Climate change is the most threatening challenge facing every living thing that calls Earth home since the big bang, so spreading awareness about the impending consequences and the possible solutions to climate change is paramount to our survival. The climate is not the only thing constantly changing, so is our society, that is why it is time to explore revolutionary collaborative outreach strategies that might seem silly or ineffective upon first consideration. One method of climate change analysis that is not new is using models in order to explore the ways that humans are negatively affecting the planet and potential ways that we can mitigate our impact and maybe even restore the ecosystem to a degree.
What if we combine the insight from climate science models with the potential for education and collaboration posed by a revolutionary technology such as video games? Video games should be an effective messenger for this emergency alert, because they are a powerful storytelling tool, naturally collaborative, and video game use increases every year. Did you know that roughly one third of the global population plays video games? In addition to the aforementioned reasons, climate change video games are advantageous because they can turn an issue that is somewhat inaccessible, due to its abstract and academic nature, into something that is tangible, immediate, and rewarding.
People are skeptical of how much video games can do to combat climate change, and rightly so, but climate change video games are meant to function as a stepping stone that subconsciously raises awareness and a sense of urgency about climate change, not an ultimate solution. A popular climate change video game would raise awareness about the nature and urgency of climate change. In addition, a mainstream climate change video game would reach millions of bright young people and inevitably some of them will come away with valuable perspectives on the issue. Not to mention the potential for breakthroughs that is created when hundreds of climate scientists, computer scientists, engineers, and other academics unite for the purpose of building the video game/simulation.
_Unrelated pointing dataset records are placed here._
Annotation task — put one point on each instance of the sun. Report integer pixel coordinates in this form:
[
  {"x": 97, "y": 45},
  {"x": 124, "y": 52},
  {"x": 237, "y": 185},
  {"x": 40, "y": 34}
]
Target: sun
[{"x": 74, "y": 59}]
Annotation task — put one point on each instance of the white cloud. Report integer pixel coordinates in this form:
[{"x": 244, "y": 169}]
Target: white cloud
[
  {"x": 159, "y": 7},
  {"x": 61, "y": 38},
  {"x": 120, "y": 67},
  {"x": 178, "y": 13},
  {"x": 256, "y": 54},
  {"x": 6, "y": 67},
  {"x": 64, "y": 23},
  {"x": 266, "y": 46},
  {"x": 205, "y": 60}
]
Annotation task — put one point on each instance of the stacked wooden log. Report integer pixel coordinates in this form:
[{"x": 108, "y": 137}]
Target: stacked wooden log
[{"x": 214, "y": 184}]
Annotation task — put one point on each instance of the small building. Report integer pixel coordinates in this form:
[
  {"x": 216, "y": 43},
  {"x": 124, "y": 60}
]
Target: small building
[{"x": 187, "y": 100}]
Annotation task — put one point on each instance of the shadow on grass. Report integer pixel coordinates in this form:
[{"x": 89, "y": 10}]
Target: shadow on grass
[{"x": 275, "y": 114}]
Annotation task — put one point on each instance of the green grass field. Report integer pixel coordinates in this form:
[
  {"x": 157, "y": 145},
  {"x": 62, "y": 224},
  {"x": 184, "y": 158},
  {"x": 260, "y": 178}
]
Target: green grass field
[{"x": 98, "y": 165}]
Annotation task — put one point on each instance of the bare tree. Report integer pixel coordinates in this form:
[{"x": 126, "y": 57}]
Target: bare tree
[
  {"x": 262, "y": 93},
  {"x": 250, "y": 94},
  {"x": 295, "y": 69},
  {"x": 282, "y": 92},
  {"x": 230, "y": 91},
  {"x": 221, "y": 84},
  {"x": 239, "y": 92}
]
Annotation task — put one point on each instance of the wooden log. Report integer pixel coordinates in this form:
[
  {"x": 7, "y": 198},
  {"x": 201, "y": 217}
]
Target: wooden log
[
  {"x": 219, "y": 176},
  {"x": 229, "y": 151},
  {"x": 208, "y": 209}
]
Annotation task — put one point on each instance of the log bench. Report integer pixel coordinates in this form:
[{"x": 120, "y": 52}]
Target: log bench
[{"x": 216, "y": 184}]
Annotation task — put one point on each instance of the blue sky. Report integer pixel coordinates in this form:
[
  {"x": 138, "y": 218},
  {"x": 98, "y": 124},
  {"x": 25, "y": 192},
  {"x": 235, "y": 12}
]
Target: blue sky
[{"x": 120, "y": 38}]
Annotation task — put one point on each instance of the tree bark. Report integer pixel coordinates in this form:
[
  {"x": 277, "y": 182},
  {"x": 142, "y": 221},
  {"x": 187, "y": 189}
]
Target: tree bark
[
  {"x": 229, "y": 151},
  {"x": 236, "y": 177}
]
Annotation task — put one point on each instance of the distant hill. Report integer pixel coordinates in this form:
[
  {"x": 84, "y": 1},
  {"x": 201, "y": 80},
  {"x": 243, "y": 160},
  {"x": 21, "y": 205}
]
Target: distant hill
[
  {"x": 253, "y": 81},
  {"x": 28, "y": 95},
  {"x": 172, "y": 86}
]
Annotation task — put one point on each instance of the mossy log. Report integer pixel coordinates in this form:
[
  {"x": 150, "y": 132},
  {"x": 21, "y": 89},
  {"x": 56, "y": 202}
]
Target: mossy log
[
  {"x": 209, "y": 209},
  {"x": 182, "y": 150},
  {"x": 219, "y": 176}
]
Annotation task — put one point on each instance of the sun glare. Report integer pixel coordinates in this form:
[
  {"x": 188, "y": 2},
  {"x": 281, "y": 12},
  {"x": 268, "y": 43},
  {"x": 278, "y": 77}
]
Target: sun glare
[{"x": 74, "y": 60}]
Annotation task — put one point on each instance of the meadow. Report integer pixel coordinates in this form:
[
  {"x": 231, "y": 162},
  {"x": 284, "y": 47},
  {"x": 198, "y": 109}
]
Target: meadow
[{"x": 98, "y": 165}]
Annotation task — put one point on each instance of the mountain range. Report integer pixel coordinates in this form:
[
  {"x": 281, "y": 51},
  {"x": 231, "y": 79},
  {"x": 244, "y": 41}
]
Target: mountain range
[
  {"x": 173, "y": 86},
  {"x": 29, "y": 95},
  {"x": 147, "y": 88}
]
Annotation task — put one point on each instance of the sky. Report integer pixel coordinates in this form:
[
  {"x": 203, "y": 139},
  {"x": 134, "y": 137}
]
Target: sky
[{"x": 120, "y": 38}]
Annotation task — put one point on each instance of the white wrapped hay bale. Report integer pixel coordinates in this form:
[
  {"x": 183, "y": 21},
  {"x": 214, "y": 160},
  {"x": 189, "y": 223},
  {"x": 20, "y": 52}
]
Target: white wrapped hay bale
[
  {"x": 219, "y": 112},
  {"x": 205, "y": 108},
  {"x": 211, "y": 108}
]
Climate Game Jam is an event that does exactly that; teams of scientists and game designers form teams and then compete against each other to see who can design the best game in a 48 hour time period. In 2016, a game called Climate Quest won first place in the college category; Climate Quest was designed by Dargan Frierson, a UW professor of atmospheric sciences, and Zuoming Shi, a computer science and engineering doctoral student. Climate quest is a cartoon game, where you must send your five heroes, a climate scientist, urban planner, agricultural scientist, and more, to address different consequences of climate change and save the world. Go download Climate Quest for free on at the App Store. While it is entertaining and educational, Climate Quest does not even come close to the potential of video games to reach and influence people. Scientists must collaborate with top game designers in order to incorporate a climate change model/simulation into a game that the public will accept on a larger scale. For example, the video game Fortnite is extremely popular across the globe; what is stopping climate game designers from applying the elements that make a game like Fortnite popular, to a climate change video game?